Praktischer Nebeneffekt: Diese Kameras lassen sich bequem über eine eigene App fernsteuern. So kann man z.B. die Kamera auf dem Stativ gegenüber einem Vogelnest aufbauen und vom Balkon aus bequem am Tablet oder Smartphone verfolgen, wann die Mutter zum Füttern eingeflogen kommt, um dann den richtigen Moment festzuhalten.

Universalisten

Wer tatsächlich nur eine Kompakte für gelegentliche Schnappschüsse sucht, sollte vor allem auf die Kriterien Preis, Handlichkeit und unkomplizierte Funktionalität achten. Dann kann man die Kamera ohne Bedenken auch mal den Kindern in die Hand drücken, und sie so an das Fotografieren heranführen.

Mehr lesen

Die Auflösung - die gerne als wichtigstes Qualitätsmerkmal einer Digitalkamera herausgestellt wird – spielt dagegen nur eine untergeordnete Rolle. Mainstream sind dennoch die 14- und 16-MP-Sensoren. Wer mit einer solchen Kamera fotografiert, sollte wissen, was er ihr zumuten darf. Benutzt man sie bei genügend Licht und entsprechend geringer ISO-Empfindlichkeit und beschränkt sich bei der Brennweite auf Weitwinkel bis mittlere Telestellung, können damit durchaus ansprechende Bilder gelingen.

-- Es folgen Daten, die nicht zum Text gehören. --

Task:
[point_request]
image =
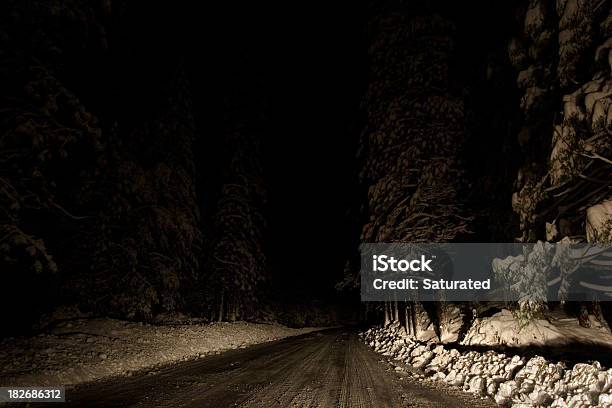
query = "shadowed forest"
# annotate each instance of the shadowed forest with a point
(225, 161)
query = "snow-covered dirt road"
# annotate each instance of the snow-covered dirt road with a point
(332, 368)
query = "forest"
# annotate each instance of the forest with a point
(180, 168)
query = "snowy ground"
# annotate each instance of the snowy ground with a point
(511, 380)
(83, 350)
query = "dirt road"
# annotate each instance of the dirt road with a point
(326, 369)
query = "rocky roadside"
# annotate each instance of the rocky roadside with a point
(83, 350)
(509, 380)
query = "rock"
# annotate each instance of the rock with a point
(477, 385)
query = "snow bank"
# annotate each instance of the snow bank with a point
(504, 329)
(509, 380)
(84, 350)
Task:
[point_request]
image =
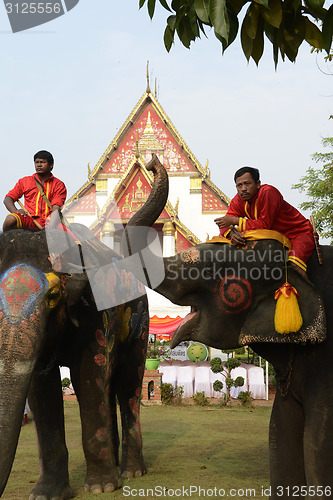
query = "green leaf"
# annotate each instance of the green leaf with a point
(258, 44)
(313, 34)
(202, 10)
(251, 19)
(237, 5)
(171, 22)
(328, 30)
(234, 25)
(185, 32)
(169, 36)
(219, 17)
(262, 2)
(151, 8)
(315, 4)
(247, 43)
(273, 14)
(165, 5)
(194, 21)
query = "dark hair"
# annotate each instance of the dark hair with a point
(254, 172)
(44, 155)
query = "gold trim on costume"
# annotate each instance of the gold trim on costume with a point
(299, 262)
(257, 234)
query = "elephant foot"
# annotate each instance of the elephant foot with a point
(47, 491)
(102, 484)
(128, 473)
(135, 469)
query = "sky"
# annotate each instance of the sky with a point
(68, 85)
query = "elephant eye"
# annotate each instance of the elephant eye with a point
(53, 296)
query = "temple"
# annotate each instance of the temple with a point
(119, 185)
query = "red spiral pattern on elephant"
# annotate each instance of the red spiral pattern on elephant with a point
(234, 294)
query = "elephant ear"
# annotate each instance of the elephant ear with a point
(74, 290)
(259, 323)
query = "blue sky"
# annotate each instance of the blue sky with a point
(68, 85)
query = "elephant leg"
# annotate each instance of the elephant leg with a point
(318, 446)
(129, 383)
(46, 403)
(100, 448)
(286, 446)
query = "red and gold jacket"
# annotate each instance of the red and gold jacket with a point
(268, 210)
(54, 189)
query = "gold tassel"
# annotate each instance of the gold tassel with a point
(288, 316)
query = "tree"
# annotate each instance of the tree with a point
(285, 23)
(318, 186)
(217, 367)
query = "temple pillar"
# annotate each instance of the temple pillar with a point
(107, 234)
(168, 239)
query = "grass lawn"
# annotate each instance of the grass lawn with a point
(184, 447)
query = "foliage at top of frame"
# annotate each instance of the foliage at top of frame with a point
(284, 23)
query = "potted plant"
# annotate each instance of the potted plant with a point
(155, 353)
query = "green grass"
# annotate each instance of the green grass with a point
(183, 446)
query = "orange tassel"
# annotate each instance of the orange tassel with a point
(288, 318)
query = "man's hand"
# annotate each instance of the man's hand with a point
(226, 221)
(237, 240)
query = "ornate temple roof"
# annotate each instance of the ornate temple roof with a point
(119, 184)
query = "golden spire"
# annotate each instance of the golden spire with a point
(176, 207)
(206, 168)
(89, 172)
(137, 152)
(148, 88)
(149, 128)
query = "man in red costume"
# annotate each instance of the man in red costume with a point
(43, 194)
(257, 206)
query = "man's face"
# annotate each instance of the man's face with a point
(42, 167)
(246, 187)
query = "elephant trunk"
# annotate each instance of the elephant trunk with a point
(19, 349)
(14, 390)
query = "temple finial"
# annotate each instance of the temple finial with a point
(136, 151)
(148, 88)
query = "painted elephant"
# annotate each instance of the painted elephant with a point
(49, 318)
(231, 294)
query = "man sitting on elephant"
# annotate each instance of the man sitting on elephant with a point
(43, 194)
(259, 206)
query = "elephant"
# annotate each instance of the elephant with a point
(231, 293)
(49, 317)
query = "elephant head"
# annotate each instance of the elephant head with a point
(35, 304)
(230, 290)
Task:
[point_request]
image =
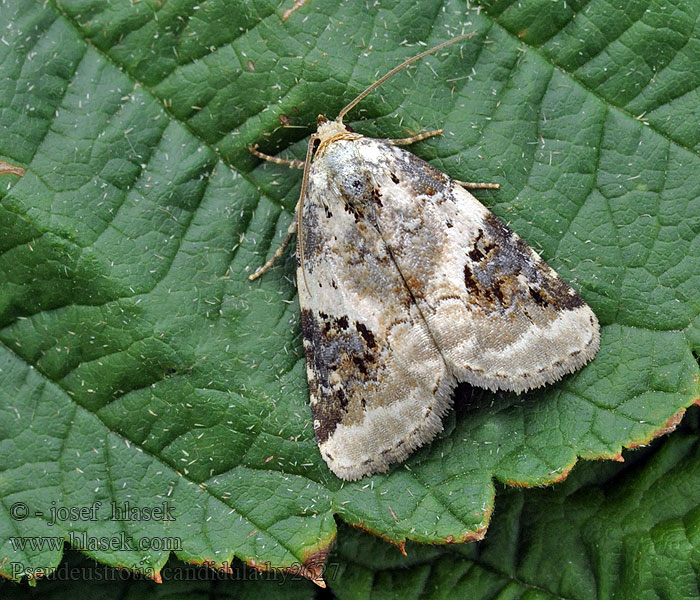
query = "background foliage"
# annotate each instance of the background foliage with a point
(138, 363)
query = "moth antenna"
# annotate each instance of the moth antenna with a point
(300, 209)
(398, 68)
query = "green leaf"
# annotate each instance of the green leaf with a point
(138, 364)
(610, 531)
(80, 575)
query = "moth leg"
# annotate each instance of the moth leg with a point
(292, 164)
(472, 185)
(414, 138)
(280, 250)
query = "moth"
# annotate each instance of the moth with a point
(407, 285)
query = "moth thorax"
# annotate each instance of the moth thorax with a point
(331, 131)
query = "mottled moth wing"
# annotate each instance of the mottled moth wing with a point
(500, 316)
(408, 284)
(378, 384)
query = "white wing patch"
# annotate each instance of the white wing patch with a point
(414, 285)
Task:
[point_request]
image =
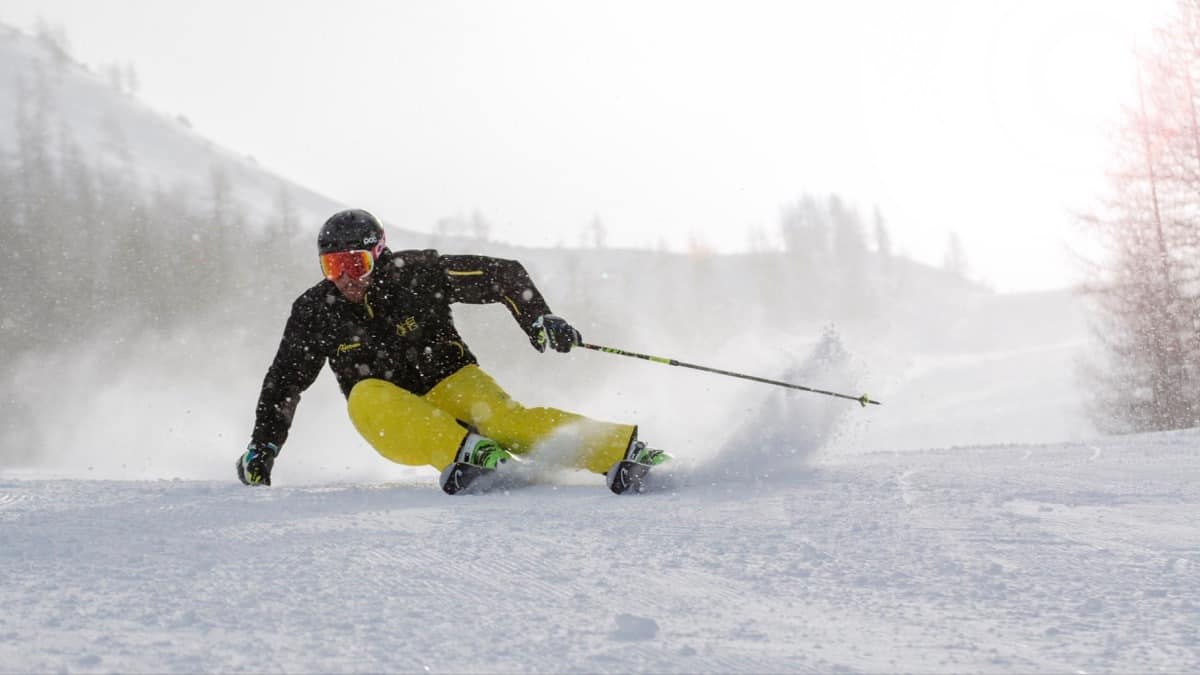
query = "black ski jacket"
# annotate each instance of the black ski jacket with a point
(402, 332)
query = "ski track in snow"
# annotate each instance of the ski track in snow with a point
(996, 560)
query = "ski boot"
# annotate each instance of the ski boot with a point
(478, 455)
(630, 472)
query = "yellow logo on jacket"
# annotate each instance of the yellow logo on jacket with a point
(407, 326)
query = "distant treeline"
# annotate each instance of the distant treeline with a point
(87, 248)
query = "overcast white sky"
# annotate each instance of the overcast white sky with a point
(666, 120)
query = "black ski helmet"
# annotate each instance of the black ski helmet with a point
(352, 230)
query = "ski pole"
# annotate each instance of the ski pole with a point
(862, 400)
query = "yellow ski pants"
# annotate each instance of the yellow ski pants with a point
(427, 430)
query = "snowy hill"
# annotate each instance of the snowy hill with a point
(125, 136)
(1015, 559)
(970, 524)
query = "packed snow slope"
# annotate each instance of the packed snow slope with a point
(1008, 559)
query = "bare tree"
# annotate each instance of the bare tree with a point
(1146, 288)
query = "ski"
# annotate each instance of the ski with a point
(625, 476)
(462, 478)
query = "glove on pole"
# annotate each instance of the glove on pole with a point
(862, 400)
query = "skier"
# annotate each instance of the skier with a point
(414, 390)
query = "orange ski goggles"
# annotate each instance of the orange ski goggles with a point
(354, 264)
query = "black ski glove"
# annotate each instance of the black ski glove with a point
(553, 332)
(255, 465)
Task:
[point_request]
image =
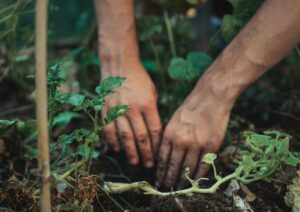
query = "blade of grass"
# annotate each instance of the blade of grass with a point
(41, 102)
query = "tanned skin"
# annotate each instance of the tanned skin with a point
(199, 124)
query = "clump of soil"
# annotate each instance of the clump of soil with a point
(88, 189)
(17, 196)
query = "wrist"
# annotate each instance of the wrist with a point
(231, 73)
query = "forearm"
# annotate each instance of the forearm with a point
(263, 42)
(117, 35)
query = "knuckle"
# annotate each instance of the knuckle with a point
(141, 136)
(155, 131)
(126, 135)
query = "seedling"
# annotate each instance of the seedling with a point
(258, 159)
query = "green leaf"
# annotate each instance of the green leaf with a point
(247, 163)
(209, 158)
(5, 126)
(109, 84)
(92, 138)
(64, 118)
(291, 159)
(72, 99)
(77, 135)
(98, 103)
(115, 112)
(53, 78)
(180, 70)
(150, 31)
(31, 153)
(84, 150)
(27, 128)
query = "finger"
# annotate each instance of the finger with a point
(111, 136)
(174, 166)
(163, 158)
(202, 168)
(191, 161)
(127, 138)
(142, 138)
(154, 126)
(110, 133)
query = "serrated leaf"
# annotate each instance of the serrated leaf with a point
(84, 151)
(31, 153)
(64, 118)
(72, 99)
(115, 112)
(61, 187)
(247, 163)
(109, 84)
(98, 103)
(209, 158)
(291, 159)
(150, 31)
(26, 128)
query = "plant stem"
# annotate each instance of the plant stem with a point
(159, 64)
(111, 187)
(41, 101)
(170, 33)
(75, 166)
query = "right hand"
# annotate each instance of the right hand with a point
(140, 128)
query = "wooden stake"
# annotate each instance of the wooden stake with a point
(41, 101)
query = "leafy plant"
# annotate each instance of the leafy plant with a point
(260, 156)
(292, 197)
(71, 153)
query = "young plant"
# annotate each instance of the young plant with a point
(258, 159)
(292, 197)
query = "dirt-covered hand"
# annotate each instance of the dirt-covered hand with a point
(139, 129)
(196, 128)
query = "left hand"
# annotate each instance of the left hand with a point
(196, 128)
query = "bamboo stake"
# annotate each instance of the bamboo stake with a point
(41, 101)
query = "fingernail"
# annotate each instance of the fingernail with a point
(149, 164)
(133, 161)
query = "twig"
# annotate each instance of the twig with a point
(41, 101)
(170, 33)
(287, 115)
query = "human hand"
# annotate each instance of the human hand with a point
(139, 129)
(196, 128)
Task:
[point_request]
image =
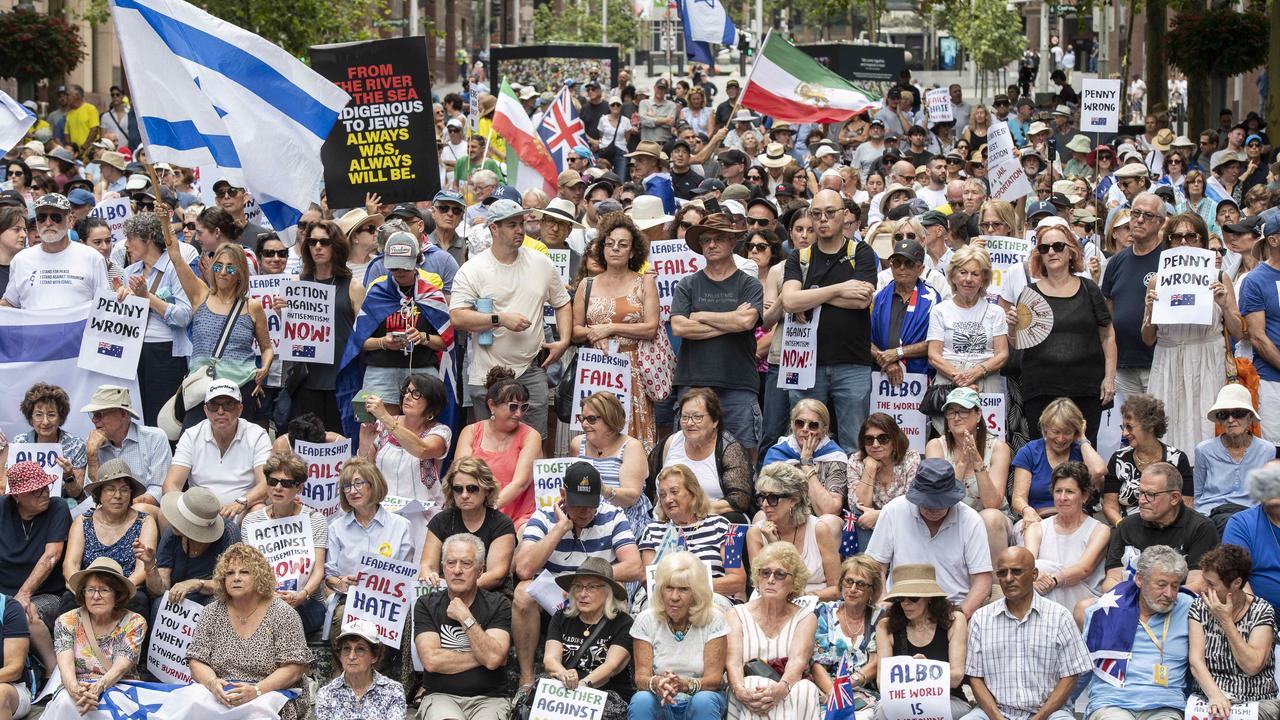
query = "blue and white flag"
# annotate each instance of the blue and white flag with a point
(208, 94)
(705, 22)
(16, 119)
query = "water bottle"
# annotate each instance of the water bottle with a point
(485, 305)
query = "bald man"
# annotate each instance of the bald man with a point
(1024, 651)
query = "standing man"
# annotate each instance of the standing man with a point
(716, 311)
(511, 283)
(837, 276)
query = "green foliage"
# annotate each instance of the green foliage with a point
(39, 45)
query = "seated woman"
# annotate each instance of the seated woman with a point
(720, 463)
(773, 629)
(846, 627)
(410, 449)
(618, 456)
(100, 641)
(506, 443)
(981, 461)
(113, 529)
(248, 642)
(1230, 636)
(1070, 548)
(922, 621)
(810, 447)
(360, 692)
(286, 474)
(684, 513)
(1063, 428)
(470, 493)
(782, 495)
(673, 679)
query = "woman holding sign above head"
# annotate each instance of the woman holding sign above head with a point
(286, 474)
(1191, 351)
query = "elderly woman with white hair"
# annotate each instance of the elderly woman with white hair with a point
(673, 680)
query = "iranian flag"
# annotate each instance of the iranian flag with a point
(529, 165)
(789, 85)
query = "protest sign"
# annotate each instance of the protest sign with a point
(113, 336)
(600, 372)
(383, 593)
(549, 478)
(903, 404)
(45, 454)
(114, 212)
(384, 139)
(1100, 105)
(940, 105)
(1004, 169)
(174, 627)
(914, 689)
(798, 368)
(288, 547)
(307, 333)
(266, 288)
(1182, 287)
(672, 260)
(553, 701)
(324, 463)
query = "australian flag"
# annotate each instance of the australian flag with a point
(561, 130)
(1110, 632)
(735, 541)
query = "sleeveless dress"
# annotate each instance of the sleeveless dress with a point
(503, 465)
(801, 702)
(627, 309)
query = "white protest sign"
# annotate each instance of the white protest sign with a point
(288, 547)
(798, 368)
(940, 105)
(903, 404)
(914, 689)
(176, 624)
(1197, 709)
(44, 454)
(549, 478)
(600, 372)
(672, 260)
(1100, 105)
(113, 336)
(553, 701)
(114, 212)
(268, 288)
(324, 463)
(1004, 169)
(1182, 287)
(383, 593)
(307, 333)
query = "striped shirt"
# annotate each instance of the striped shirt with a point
(608, 533)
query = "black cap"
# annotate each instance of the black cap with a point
(581, 486)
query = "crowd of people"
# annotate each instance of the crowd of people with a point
(795, 536)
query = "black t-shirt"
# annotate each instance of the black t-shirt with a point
(492, 613)
(844, 336)
(570, 632)
(1191, 534)
(22, 543)
(1125, 286)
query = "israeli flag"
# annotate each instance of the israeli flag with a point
(209, 94)
(16, 119)
(705, 22)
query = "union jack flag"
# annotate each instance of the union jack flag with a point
(561, 130)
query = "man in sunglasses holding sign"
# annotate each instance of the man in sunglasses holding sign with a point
(56, 273)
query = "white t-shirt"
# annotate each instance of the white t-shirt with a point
(521, 287)
(42, 281)
(968, 335)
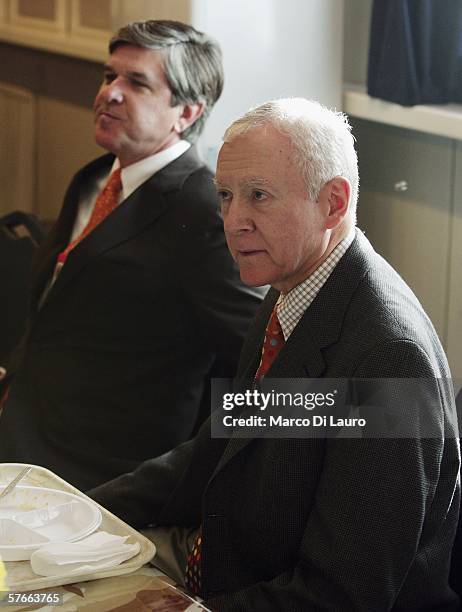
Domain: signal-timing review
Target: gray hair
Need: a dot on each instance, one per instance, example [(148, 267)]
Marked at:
[(192, 63), (324, 145)]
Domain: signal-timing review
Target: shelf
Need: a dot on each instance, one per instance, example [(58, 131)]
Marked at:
[(442, 120)]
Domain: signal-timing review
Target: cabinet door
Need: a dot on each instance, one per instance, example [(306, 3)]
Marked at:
[(454, 344), (405, 207)]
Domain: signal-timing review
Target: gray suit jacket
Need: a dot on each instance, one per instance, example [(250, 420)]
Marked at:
[(321, 524)]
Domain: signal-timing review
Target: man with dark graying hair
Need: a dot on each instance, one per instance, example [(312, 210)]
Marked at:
[(136, 301), (278, 520)]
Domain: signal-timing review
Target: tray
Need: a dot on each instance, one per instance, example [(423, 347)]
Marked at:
[(20, 576)]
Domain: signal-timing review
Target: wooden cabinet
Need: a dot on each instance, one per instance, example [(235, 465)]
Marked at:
[(81, 28), (410, 207)]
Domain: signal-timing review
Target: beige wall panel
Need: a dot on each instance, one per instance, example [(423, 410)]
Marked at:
[(405, 208), (39, 9), (179, 10), (65, 143), (454, 347), (17, 150), (95, 14)]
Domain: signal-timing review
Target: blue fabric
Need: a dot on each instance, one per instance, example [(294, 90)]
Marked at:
[(415, 53)]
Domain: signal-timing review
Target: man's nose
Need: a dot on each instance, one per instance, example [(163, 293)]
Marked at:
[(113, 92)]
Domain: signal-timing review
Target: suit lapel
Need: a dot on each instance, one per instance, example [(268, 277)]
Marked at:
[(140, 209), (320, 327)]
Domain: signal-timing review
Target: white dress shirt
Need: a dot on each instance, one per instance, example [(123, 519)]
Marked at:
[(132, 177)]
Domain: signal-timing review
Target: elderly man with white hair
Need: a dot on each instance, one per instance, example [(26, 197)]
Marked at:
[(321, 523)]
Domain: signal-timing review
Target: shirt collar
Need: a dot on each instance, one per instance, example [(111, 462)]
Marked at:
[(136, 174), (291, 306)]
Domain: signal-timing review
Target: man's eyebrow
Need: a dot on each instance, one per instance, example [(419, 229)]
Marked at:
[(138, 75), (132, 75), (251, 181)]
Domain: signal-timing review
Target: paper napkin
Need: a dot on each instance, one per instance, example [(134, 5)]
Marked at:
[(98, 551)]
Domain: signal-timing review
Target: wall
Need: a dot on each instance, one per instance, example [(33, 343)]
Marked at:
[(272, 48)]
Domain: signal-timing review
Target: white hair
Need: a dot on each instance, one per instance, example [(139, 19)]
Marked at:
[(324, 145)]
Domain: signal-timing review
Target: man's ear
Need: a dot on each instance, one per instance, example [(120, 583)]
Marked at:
[(337, 194), (190, 113)]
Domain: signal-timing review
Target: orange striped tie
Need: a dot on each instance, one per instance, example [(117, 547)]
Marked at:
[(273, 343), (104, 205)]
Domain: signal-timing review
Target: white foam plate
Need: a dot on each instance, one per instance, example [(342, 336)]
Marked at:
[(43, 515)]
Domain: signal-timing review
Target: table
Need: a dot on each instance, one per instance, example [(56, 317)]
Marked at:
[(144, 590)]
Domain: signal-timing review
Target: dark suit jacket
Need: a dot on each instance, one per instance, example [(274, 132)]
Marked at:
[(118, 358), (320, 524)]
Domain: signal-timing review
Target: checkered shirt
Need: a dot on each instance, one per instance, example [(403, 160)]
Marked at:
[(291, 306)]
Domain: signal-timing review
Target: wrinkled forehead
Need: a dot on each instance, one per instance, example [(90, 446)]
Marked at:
[(261, 147)]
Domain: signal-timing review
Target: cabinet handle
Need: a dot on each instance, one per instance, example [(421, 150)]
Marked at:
[(400, 186)]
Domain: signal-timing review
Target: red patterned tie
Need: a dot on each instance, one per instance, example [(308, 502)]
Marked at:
[(104, 205), (273, 343), (192, 577)]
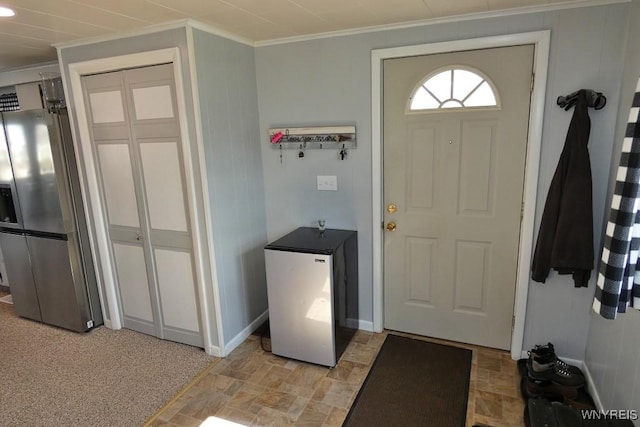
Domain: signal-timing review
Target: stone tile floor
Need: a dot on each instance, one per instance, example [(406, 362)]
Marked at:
[(252, 387)]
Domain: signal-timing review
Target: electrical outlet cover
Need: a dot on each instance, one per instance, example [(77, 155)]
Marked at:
[(327, 183)]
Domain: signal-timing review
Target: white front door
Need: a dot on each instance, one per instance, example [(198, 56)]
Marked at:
[(453, 185), (137, 146)]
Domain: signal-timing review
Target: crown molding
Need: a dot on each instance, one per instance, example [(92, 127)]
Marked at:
[(171, 25), (572, 4)]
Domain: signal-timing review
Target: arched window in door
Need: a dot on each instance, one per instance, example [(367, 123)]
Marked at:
[(452, 87)]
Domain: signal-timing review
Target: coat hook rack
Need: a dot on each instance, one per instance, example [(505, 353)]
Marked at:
[(326, 137), (596, 100)]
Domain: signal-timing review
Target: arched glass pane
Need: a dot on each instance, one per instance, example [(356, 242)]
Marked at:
[(464, 82), (422, 100), (452, 103), (453, 88), (440, 85), (482, 97)]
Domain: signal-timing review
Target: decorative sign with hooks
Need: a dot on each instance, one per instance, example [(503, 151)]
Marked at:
[(339, 137)]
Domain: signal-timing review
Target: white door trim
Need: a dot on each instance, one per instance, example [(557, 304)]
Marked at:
[(206, 283), (541, 41)]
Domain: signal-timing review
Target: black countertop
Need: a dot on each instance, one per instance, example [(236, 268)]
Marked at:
[(311, 240)]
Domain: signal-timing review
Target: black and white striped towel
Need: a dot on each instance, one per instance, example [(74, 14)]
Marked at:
[(618, 284)]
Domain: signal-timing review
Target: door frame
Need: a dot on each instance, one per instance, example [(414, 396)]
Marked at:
[(197, 201), (541, 42)]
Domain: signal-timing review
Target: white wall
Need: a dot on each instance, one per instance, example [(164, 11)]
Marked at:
[(613, 346), (229, 114), (328, 81)]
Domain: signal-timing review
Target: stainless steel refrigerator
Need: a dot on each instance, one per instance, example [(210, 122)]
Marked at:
[(43, 231)]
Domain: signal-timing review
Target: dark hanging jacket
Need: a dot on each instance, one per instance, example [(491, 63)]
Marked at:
[(565, 239)]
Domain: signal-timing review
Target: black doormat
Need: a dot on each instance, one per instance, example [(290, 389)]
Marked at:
[(414, 383)]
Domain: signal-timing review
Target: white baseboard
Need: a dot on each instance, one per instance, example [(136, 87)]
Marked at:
[(239, 339), (591, 387), (213, 350), (363, 325)]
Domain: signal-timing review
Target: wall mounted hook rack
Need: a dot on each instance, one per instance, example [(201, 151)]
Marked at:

Daneben sollten Sie vor allem auf den Brennweitenbereich, die Lichtstärke und die Auslösezeit achten. Wer gerne Landschaften und Architektur fotografiert, braucht ein gutes Weitwinkel. 28mm Anfangsbrennweite sind Standard, für dieses Fach sind 26 oder gar 24 Millimeter aber deutlich besser. Interessant kann auch ein 16:9 Modus für Panoramas sein. Maximale Telebrennweite und Auslöseverzögerung sind in diesem Fall eher uninteressant.

Stehen dagegen eher Actionaufnahmen auf dem Programm, ist es wichtig, dass die Auslösezeit - die Zeitspanne zwischen dem Drücken des Auslösers und dem Auslösen der Kamera - kurz ist, sonst sind Schnappschüsse Illusion. Zeiten unter 0,5 Sekunden sollten es schon sein. Auch eine hohe Lichtstärke (<2,8) ist hier entscheidend.

Welche Trends bestimmen die Zukunft?

Der technische Wandel bei Kompaktkameras ist weiter in vollem Gang. Fast jede Generation ist günstiger, kleiner und flacher als die vorhergehende. Neben dem Trend zu großen Sensoren und „echtem“ Kamerafeeling (mit selektiver Schärfe und manuellen Einstellmöglichkeiten) geht es auch in Richtung Diversifizierung: Manche Kameras haben einen zweiten Bildschirm, andere können als Beamer verwendet werden oder zeichnen GPS-Daten auf, um anschließend die Stationen einer Reise zu dokumentieren. 

Die Verknüpfung mit Telekommunikation und Internet wird ein großes Thema bleiben. Die ersten Kameras mit Android Betriebssystem sind am Markt und sicher ist es nur eine Frage der Zeit, bis iOS- und Windows-Kameras folgen. Doch es lohnt sich nicht, hier auf irgendetwas zu warten. Kompaktkameras sind mittlerweile in einer Preisklasse angelangt, wo man durchaus mal eine neue kauft, wenn die alte noch funktioniert. Weil die technischen Möglichkeiten einfach besser geworden sind.

Im Herbst 2016 öffnet in Köln wieder die photokina ihre Türen – und wir sind gespannt, was es dann an neuen Kompaktkameras zu bestaunen gibt.